Lu Xun Park (鲁迅公园 (青岛), Lǔxùn gōngyuán (qīngdǎo)) is a park in Qingdao, Shandong, China, dedicated to the memory of Lu Xun, a famous writer during the May Fourth Movement.

The park stretches for nearly a kilometer along the Huiquan Bay, and covers four hectares with a combination of natural setting and cultural sites. Popular places like Number One Bathing Beach, Small Qingdao Island and Little Fish Hill are in the park's neighborhood.

==History==
The park was built in 1929. It was previously known as Ruoyu Park and Seashore Park. It got its present name in 1950 to honor Lu Xun, a leading Chinese writer. In October 1986, a three-meter high granite sculpture of Lu was installed at the park's entrance to mark the 50th anniversary of his death. In 2001, several new attractions were added, including the Monument of Lu Xun's Autobiography and the Poetry Corridor.

==Features==
The park's main entrance is a stone archway sheathed in glazed tiles—constructed, like most of the park's other features, as a memorial. The park's name is engraved on the gateway in Lu Xun's own script. Visitors then enter an area of pine woods, rugged reefs, exquisite pavilions and sea dogs. A narrow, undulating stone path weaves through this setting.
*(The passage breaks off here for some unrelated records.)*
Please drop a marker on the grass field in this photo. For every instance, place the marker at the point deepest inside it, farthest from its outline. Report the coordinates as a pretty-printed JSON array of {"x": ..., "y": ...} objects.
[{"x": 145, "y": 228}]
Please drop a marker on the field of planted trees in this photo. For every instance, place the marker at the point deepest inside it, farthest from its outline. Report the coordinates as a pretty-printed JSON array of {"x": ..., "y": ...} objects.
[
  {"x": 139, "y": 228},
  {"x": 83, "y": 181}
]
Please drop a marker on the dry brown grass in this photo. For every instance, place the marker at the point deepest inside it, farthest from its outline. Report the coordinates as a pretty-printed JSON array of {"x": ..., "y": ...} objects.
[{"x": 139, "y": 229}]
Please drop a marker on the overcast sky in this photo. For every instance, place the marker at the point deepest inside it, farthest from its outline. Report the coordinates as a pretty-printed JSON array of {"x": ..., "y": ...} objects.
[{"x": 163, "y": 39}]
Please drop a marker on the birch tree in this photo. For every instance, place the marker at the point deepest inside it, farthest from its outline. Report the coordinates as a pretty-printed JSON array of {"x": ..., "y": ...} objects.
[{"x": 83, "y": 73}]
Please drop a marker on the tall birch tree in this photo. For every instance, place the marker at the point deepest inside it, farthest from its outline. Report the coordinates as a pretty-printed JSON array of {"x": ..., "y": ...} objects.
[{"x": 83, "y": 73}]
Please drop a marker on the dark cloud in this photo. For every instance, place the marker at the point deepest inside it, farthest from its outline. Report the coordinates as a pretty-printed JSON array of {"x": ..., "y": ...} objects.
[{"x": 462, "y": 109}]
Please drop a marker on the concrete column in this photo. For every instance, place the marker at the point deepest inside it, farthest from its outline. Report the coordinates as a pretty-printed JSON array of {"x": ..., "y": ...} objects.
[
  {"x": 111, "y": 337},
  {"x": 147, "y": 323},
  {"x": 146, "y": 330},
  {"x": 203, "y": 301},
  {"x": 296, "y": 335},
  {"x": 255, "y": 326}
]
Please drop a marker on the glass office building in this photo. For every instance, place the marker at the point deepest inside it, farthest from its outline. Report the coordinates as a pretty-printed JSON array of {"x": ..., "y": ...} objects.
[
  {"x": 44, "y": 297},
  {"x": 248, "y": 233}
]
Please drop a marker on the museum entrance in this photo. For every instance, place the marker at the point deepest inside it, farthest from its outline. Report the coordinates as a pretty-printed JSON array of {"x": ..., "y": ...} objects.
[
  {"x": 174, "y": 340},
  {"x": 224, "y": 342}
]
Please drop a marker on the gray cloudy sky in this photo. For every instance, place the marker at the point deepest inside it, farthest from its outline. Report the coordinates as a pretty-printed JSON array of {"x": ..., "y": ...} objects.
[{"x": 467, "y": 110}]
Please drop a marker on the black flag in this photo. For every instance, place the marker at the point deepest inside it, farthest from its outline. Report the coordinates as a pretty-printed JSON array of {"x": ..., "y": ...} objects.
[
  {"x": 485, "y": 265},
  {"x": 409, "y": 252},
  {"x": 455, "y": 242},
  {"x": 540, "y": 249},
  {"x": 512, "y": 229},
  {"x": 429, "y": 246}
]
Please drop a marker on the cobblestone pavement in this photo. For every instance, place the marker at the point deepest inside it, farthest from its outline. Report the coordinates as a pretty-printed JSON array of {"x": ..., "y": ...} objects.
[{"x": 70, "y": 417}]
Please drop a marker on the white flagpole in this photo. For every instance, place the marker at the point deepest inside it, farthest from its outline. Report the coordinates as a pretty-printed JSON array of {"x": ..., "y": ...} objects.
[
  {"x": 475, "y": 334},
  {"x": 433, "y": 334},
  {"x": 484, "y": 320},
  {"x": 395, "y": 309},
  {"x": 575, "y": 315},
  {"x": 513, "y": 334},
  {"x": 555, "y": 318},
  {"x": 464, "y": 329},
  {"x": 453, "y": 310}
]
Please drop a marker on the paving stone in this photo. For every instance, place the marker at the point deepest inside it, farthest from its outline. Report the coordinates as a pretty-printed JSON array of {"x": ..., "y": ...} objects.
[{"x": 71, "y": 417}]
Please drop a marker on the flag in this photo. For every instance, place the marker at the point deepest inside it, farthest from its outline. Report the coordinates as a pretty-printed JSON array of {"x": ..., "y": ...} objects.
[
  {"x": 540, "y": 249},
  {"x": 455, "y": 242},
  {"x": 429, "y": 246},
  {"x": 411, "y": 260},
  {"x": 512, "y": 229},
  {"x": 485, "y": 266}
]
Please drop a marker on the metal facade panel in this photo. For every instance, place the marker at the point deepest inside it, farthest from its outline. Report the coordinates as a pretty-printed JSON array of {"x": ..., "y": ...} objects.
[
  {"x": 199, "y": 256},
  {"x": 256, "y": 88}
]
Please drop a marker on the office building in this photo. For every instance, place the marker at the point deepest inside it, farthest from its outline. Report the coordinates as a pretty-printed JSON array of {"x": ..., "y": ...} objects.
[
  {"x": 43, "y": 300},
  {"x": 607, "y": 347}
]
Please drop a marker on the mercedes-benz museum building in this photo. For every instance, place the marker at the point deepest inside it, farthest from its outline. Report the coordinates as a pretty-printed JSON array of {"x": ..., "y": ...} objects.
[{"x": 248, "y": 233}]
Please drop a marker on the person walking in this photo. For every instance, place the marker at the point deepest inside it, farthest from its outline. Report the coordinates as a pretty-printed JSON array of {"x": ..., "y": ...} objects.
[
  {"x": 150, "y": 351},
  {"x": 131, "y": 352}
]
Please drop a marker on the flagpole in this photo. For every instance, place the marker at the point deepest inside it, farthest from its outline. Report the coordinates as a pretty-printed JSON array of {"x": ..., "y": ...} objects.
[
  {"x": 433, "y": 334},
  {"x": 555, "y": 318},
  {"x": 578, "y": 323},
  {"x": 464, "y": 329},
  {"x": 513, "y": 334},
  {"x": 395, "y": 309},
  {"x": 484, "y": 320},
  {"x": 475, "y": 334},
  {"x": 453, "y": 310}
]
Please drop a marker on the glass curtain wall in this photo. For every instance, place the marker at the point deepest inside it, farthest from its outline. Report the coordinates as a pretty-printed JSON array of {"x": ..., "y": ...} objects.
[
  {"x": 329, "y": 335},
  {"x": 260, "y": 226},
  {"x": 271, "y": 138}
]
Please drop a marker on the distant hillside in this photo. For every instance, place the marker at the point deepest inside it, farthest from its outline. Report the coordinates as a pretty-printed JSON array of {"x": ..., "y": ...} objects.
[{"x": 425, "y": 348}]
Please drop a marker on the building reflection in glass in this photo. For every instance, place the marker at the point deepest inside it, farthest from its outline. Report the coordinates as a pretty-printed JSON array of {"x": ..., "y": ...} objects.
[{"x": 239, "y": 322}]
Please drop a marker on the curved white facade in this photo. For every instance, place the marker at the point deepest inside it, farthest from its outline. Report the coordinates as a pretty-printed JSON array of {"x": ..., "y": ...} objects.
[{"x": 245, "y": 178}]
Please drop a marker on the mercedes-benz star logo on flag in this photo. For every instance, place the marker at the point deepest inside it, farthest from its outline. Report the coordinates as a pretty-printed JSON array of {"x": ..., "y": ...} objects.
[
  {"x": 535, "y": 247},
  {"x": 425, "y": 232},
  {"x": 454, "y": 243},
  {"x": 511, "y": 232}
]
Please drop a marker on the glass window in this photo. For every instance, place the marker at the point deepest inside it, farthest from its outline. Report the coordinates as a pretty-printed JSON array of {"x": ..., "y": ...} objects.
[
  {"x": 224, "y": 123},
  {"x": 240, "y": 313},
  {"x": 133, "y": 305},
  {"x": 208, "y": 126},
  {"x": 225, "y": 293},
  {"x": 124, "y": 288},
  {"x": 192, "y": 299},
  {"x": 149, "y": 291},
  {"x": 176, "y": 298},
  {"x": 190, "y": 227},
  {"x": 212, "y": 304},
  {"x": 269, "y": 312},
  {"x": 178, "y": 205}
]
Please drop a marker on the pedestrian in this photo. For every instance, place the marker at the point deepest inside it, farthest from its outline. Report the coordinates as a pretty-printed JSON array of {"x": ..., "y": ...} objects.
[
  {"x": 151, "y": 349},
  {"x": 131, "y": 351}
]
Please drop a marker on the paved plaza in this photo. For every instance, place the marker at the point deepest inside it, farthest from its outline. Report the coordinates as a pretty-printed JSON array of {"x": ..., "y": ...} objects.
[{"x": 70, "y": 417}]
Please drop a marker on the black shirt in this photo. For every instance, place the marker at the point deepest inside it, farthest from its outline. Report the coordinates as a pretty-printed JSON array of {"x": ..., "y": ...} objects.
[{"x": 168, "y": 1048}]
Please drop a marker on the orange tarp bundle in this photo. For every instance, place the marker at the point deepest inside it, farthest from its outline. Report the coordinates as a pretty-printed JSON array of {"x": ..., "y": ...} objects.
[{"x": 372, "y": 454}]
The literary works of Lu Xun are commemorated in a 246 feet-long corridor where 45 of Lu's poems are engraved. At the center of the corridor is a copper embossed relief portrait of the writer.

The park also features Underwater World, with the Qingdao Aquarium, Qingdao Specimen Hall, South Pole Hall, Freshwater Fish Hall and Endangered Species Hall.

The park opens from 7:30 A.M. to 6:30 P.M. Admission is free.